La segnalazione inizia con una riflessione sulle zone rosse, aree dove saranno intensificati i controlli e limitata la presenza di soggetti considerati pericolosi.
“Tra un mese le zone rosse cambieranno, perché questi soggetti si sposteranno di 100 metri e tutto sarà come prima,” afferma il cittadino, sottolineando il rischio di un semplice spostamento dei problemi in altre aree della città.

Questa critica evidenzia la necessità di strategie più profonde e durature, che vadano oltre la gestione emergenziale.

Daspo urbano: rischi di inefficacia

Anche il Daspo urbano, che prevede l’allontanamento di soggetti problematici da specifiche aree, non convince il triestino:
“Fantastico... Gente che delinque a Udine verrà a Trieste, e quelli di Trieste andranno a Udine.”

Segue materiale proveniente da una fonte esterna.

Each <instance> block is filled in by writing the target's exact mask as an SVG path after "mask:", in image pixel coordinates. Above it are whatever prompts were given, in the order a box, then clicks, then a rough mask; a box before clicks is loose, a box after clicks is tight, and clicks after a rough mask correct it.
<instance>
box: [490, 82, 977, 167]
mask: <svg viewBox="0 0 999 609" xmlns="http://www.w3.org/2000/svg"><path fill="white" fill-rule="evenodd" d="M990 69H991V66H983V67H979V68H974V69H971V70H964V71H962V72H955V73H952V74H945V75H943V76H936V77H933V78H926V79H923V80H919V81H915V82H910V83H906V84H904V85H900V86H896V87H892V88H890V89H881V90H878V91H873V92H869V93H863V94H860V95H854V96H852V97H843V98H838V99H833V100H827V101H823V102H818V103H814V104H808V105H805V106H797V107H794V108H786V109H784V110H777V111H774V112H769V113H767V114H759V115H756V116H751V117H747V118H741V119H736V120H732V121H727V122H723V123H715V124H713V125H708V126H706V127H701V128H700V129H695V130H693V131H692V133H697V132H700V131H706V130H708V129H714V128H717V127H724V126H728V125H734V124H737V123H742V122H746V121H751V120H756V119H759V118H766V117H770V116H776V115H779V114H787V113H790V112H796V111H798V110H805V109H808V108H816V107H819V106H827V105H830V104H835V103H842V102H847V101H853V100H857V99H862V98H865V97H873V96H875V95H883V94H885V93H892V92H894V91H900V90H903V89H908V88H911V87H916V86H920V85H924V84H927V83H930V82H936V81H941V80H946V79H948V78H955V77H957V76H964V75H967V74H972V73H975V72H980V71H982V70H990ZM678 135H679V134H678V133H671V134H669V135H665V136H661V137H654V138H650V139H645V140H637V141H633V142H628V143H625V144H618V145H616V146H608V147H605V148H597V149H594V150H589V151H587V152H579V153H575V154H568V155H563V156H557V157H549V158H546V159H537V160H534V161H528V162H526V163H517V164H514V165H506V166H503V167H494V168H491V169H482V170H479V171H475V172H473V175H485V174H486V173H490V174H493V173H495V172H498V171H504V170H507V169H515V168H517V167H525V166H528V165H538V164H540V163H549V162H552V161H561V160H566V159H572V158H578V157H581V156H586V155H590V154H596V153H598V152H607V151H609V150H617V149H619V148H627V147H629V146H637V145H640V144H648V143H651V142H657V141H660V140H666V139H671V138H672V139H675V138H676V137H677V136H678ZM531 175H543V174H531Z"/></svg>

Il cittadino mette in discussione l’efficacia di queste misure, descrivendole come soluzioni temporanee che non affrontano le cause alla radice di fenomeni come aggressioni e vandalismo.

“Ma davvero il prefetto pensa che con avvisi orali e Daspo finiranno le violenze?” aggiunge, sollevando dubbi sulle aspettative realistiche di queste politiche.

Impatto sulla città turistica

La segnalazione si chiude con una riflessione amara sull’immagine della città:
“Auguri città turistica... grazie.”

Questa frase evidenzia la preoccupazione che la percezione di insicurezza possa minare l’attrattività turistica di Trieste, danneggiando un settore cruciale per l’economia locale.

Un problema complesso che richiede soluzioni integrate

Le osservazioni del cittadino mettono in luce una sfida cruciale per le istituzioni: garantire la sicurezza senza ricorrere a soluzioni che rischiano di spostare il problema altrove.

Le zone rosse e il Daspo urbano potrebbero essere utili solo se affiancati da politiche che affrontino le cause profonde del degrado urbano, come:

  • Interventi sociali mirati alle fasce più vulnerabili;
  • Progetti di reinserimento per chi ha commesso reati;
  • Un migliore coordinamento tra le forze dell’ordine e le istituzioni locali.

Un appello al confronto costruttivo

Questa segnalazione offre un punto di partenza per avviare un dialogo più ampio tra cittadini, amministrazione e forze dell’ordine. La sicurezza è una priorità, ma Trieste deve puntare a soluzioni che garantiscano una città vivibile, inclusiva e attrattiva per tutti.